Директор Николай Николаевич между тем перестал гнать коня и принялся с любопытством рассматривать необычного гостя. И вынужден был признать, что таких статей в лошади он никогда ещё не видал. Сухая, прекрасно очерченная голова; длинная, красиво изогнутая шея; тонкие, точёные ноги… Да. Конь был не только не совхозный, но и вообще определённо не деревенский. На таких у нас только по телевизору и полюбуешься…
– Ты посмотри… красивый какой, – снова обратился Николай Николаевич к супруге, терпеливо дожидавшейся на крыльце. – Наверняка породистый! Шёрстка-то, шёрстка… все жилочки насквозь видно. Галь, ты только поди сюда… ты только глянь…
Галина Ильинична приподняла двумя пальцами подол фланелевого халата и уверенно ступила на мокрую траву босыми ногами.
– А ведь и вправду не наш, – согласилась она. И обратилась к Паффи: – Ты откуда пришёл? – Приблизившись к изгороди, женщина протянула руку к морде коня: – Промок весь, бедненький… Коль, а он не больной?

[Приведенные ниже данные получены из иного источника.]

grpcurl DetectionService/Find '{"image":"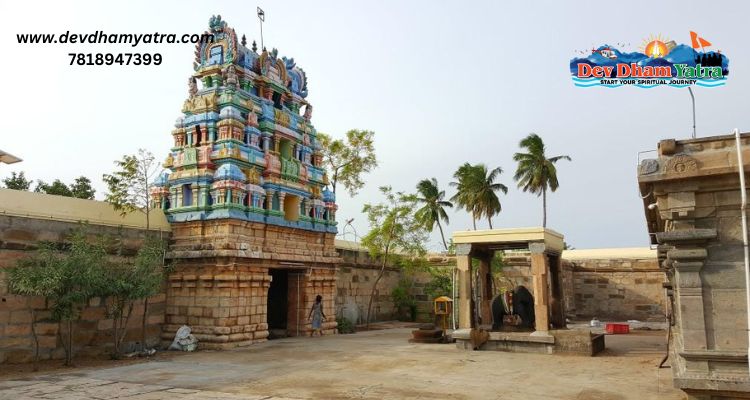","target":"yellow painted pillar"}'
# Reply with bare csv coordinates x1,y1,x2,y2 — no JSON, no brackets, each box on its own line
477,256,492,325
456,244,472,329
529,243,549,335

Гляди, вялый какой… да и трясёт всего…
Её рука уловила сотрясавшую Паффи жестокую дрожь. Директор позабыл про намоченные штаны:
– Вот что значит благородные крови – чуть под дождик, и всё, хана… Тебе бы, герой, чайку сейчас, да с малинкой…

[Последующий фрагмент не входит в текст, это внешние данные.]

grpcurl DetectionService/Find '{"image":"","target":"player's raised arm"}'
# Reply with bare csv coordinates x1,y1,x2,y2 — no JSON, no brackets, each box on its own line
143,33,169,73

– Это тебе скоро надо будет чайку с малинкой. Иди-ка переодевайся да ветврачу позвони! Пусть посмотрит – не дай Бог, зараза какая… Да и определит его куда… Конь-то, сразу видно, домашний… Не привычный под открытым небом…
Она гладила коня по голове, по шее… Паффи тянулся к её рукам, пахнувшим парным молоком. С каждым прикосновением ему становилось теплей и покойней. Неужели… наконец-то… А может, ему вообще всё это приснилось… Теперь он ни в чём не был уверен…
Директор поддёрнул штаны и гусиной походкой направился к дому. За ним ушла и Галина Ильинична: надо же, в самом деле, выдать мужу штаны, а то ведь сам не найдёт. Паффи посмотрел им вслед и призывно заржал.
Оба сразу остановились. Добрая женщина вдруг улыбнулась и, чуть-чуть склонив голову набок, душевно проговорила:
– Ишь, общительный какой… Да не расстраивайся ты, не прогоним! Обожди маленько…
Стоило им скрыться за дверью, как на другом конце дома растворилось окно, и наружу выпрыгнул сын-школьник. В руках у него был большой кусок чёрного хлеба. Пятнадцатилетнему пацану не было дела до выстраданного прагматизма старших, гласившего: если уж конь как-то дотянул до утра, ещё полчаса вряд ли что-то изменят. Хуже, если действительно болезнь какую в хозяйство…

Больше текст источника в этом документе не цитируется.